Wir haben zur Beurteilung eines Index ein Rating-Konzept entwickelt, das im Wesentlichen auf den drei Kriterien Ertrag, Risiko und Liquidität aufbaut. Bei der Beurteilung des Ertragspotenzials eines Benchmarkindex stützen wir uns vorzugsweise auf fundamentale Ertragskennzahlen statt historische Renditekennzahlen ab. Im Falle von Aktien- und Immobilienindizes evaluieren wir zu diesem Zweck beispielsweise das aggregierte Kurs-Gewinn-Verhältnis, Buchwert-Marktwert-Verhältnis et cetera.

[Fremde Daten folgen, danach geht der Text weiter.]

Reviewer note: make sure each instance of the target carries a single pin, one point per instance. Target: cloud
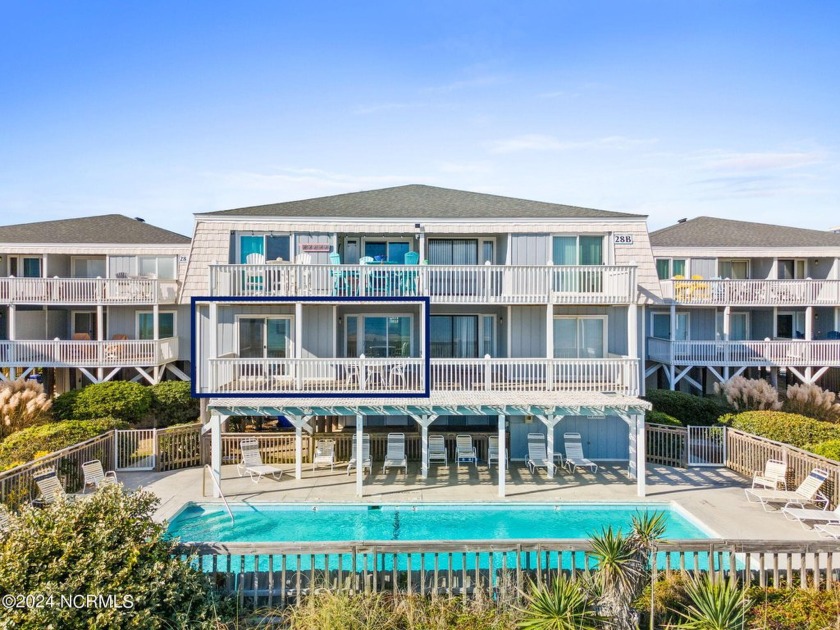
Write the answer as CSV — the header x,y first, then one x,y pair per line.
x,y
538,142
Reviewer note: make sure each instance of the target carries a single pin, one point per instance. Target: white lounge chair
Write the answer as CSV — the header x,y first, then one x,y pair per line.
x,y
95,476
437,450
808,492
574,457
464,450
395,455
324,454
795,511
773,475
366,460
252,462
493,451
537,455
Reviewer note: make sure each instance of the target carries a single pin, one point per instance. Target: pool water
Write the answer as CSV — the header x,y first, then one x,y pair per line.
x,y
310,523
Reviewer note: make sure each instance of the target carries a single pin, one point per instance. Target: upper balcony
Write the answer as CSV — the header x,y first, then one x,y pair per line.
x,y
406,376
89,354
497,284
753,292
88,291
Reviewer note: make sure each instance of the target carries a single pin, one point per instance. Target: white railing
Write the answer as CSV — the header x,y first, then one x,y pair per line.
x,y
442,283
790,352
405,376
131,352
753,292
88,291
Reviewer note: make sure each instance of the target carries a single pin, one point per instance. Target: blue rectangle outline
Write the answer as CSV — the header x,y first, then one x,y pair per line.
x,y
424,300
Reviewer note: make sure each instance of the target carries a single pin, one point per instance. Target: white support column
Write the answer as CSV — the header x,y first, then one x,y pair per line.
x,y
360,465
502,456
641,450
216,451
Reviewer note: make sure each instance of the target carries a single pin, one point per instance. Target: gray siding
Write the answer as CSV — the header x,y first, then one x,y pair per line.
x,y
529,249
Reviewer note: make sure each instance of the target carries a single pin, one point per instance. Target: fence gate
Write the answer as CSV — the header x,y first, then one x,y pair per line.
x,y
135,449
706,446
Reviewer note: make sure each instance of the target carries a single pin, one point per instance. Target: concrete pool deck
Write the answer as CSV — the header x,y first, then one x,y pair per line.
x,y
713,496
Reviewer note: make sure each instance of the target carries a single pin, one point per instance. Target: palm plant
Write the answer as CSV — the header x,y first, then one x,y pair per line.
x,y
717,605
561,606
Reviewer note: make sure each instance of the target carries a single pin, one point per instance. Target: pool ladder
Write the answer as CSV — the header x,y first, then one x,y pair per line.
x,y
218,487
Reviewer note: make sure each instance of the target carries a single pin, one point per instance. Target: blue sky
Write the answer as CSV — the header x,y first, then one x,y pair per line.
x,y
668,108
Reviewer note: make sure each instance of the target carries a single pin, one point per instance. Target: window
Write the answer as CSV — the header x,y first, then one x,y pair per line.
x,y
734,269
392,251
25,266
88,267
146,323
580,337
377,337
269,246
162,267
578,250
264,337
667,268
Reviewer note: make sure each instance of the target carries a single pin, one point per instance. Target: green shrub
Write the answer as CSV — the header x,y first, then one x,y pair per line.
x,y
120,399
64,406
658,417
789,428
829,449
22,446
686,408
780,609
106,545
173,404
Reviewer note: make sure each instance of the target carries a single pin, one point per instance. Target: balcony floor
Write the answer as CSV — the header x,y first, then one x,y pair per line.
x,y
714,496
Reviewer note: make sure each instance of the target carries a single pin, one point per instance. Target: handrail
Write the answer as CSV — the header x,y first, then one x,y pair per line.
x,y
218,487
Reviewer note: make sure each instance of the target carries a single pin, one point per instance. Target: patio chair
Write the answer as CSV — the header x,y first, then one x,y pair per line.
x,y
493,451
808,492
366,460
437,450
464,450
537,455
252,462
774,473
324,454
574,457
95,476
395,455
794,511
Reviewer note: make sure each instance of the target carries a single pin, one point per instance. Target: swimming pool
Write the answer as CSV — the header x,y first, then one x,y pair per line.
x,y
400,522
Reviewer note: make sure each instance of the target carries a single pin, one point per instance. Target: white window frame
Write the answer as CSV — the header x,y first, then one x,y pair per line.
x,y
604,341
292,350
137,315
360,330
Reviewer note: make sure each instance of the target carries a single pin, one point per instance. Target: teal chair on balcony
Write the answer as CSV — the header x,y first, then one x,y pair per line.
x,y
408,277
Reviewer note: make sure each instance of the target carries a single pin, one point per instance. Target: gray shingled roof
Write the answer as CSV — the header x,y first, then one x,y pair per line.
x,y
107,228
420,202
714,232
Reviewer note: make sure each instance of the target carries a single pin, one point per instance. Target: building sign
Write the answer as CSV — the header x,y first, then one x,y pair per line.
x,y
315,247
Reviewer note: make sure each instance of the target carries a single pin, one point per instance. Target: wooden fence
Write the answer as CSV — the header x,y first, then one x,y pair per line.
x,y
17,485
278,573
747,453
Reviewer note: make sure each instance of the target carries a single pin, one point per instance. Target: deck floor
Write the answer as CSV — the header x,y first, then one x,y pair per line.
x,y
714,496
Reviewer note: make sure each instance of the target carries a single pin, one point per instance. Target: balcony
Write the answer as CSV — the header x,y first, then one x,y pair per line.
x,y
483,284
753,292
779,353
88,291
232,375
110,353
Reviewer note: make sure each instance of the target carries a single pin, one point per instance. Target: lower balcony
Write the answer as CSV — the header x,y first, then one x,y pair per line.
x,y
777,353
398,376
112,353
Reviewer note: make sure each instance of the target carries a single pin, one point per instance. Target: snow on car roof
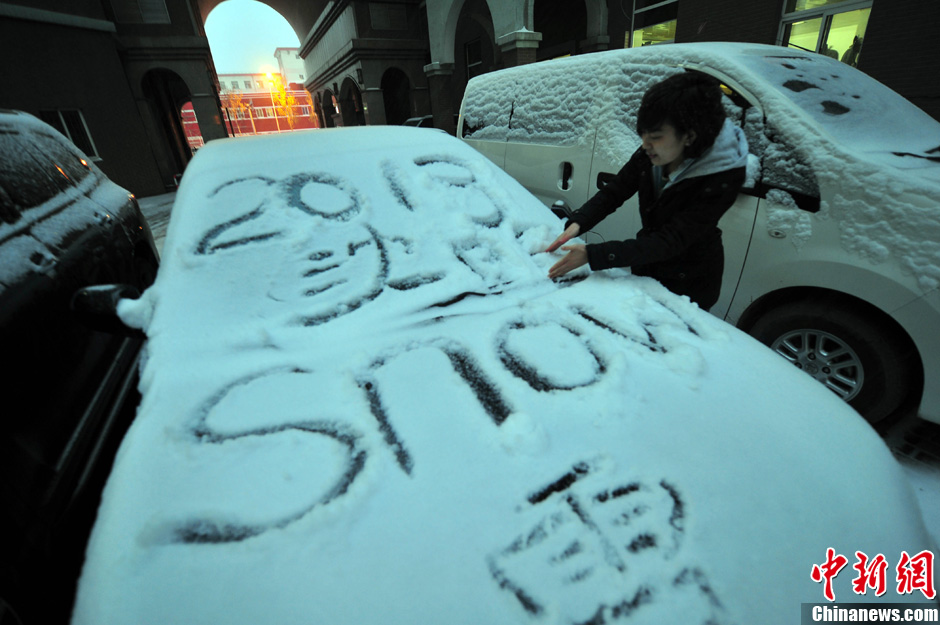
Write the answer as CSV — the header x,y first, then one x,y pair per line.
x,y
875,153
364,401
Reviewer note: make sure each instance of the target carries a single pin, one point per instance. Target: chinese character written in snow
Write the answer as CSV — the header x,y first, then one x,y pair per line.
x,y
829,570
870,575
916,573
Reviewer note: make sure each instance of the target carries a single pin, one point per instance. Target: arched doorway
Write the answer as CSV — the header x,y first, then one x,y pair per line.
x,y
350,104
166,93
396,95
562,31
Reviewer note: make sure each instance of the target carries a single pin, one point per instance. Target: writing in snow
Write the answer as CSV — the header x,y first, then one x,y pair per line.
x,y
913,573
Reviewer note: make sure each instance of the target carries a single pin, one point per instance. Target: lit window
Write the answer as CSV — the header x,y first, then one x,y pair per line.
x,y
653,22
835,28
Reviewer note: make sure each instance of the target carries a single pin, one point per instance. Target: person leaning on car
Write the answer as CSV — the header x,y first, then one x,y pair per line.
x,y
687,172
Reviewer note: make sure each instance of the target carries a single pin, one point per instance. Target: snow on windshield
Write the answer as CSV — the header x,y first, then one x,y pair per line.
x,y
858,111
822,130
364,401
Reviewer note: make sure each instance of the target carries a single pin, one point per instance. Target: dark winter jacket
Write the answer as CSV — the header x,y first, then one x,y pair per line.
x,y
680,242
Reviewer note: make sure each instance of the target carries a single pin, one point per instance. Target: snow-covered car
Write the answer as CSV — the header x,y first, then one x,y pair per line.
x,y
69,390
831,253
365,402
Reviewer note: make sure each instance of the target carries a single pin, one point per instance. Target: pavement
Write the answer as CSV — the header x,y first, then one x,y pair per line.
x,y
915,443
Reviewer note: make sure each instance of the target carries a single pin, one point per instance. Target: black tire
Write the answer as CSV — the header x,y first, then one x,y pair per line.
x,y
864,362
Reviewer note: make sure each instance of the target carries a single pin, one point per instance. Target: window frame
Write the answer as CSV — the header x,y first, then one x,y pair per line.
x,y
825,13
63,128
653,6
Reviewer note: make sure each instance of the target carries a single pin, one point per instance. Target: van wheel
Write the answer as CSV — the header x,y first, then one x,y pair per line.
x,y
860,361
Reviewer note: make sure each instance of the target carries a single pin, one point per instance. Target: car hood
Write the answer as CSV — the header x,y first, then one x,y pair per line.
x,y
363,401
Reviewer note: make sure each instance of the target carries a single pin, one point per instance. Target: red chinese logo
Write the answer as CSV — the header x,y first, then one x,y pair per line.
x,y
913,573
916,573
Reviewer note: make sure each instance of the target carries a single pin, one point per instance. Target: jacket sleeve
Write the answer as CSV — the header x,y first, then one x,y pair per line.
x,y
703,201
611,196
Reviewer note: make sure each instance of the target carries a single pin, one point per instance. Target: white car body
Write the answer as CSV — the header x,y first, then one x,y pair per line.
x,y
816,127
365,402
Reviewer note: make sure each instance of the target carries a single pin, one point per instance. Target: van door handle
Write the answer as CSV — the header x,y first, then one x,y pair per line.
x,y
603,178
566,171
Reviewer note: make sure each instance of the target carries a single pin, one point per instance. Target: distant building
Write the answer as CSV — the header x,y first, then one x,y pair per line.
x,y
381,62
290,65
250,106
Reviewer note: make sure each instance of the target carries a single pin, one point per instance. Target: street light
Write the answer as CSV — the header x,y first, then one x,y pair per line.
x,y
273,105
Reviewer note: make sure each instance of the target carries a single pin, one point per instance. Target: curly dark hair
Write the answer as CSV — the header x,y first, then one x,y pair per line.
x,y
687,101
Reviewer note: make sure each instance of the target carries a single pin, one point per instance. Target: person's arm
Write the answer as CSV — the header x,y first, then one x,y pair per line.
x,y
612,196
692,221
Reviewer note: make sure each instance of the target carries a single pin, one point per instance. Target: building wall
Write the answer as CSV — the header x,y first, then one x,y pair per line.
x,y
98,88
902,50
290,65
127,78
729,20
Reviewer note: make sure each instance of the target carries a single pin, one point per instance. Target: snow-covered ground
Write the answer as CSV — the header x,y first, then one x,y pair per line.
x,y
364,401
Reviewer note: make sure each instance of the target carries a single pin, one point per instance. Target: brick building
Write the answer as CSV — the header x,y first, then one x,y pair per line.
x,y
254,104
370,62
112,76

Bei Bondindizes liefern die gewichteten Verfallsrenditen (Yield to Maturity, Yield to Worst) wichtige Indikationen bezüglich des Ertragspotenzials eines Index. Die Risikobeurteilung nehmen wir in erster Linie basierend auf der konkreten Zusammensetzung eines Benchmarkindex vor: Neben den geografischen, währungs- und sektorspezifischen Diversifikationseigenschaften untersuchen wir insbesondere auch die Titelkonzentration innerhalb des Index. Die Liquidität, gemessen am kumulierten und durchschnittlichen Transaktionsvolumen, dient als Indikator der Flexibilität der Anlagebewirtschaftung.

Gibt es weitere Beurteilungskriterien, die von Bedeutung sind?

Es gibt sehr wohl weitere Kriterien, die für die (investorspezifische) Eignungsbeurteilung eines Index von Bedeutung sein können. So spielt die Produktverfügbarkeit bei der Umsetzung eine wichtige Rolle. Erwünscht sind Produktangebote, die sich durch einen hohen Anbieterwettbewerb charakterisieren. Wir sind der Ansicht, dass im Grundsatz das Anlagebedürfnis des Investors das am Markt verfügbare Index-Angebot erzeugen sollte und nicht umgekehrt. Und da (spätestens) ab zehn Millionen Franken ein kompetitiver Markt für massgeschneiderte Mandatslösungen entsteht, erachten wir – zumindest im institutionellen Segment – dieses Kriterium im Vergleich zu Ertrag, Risiko und Liquidität als weniger wichtig.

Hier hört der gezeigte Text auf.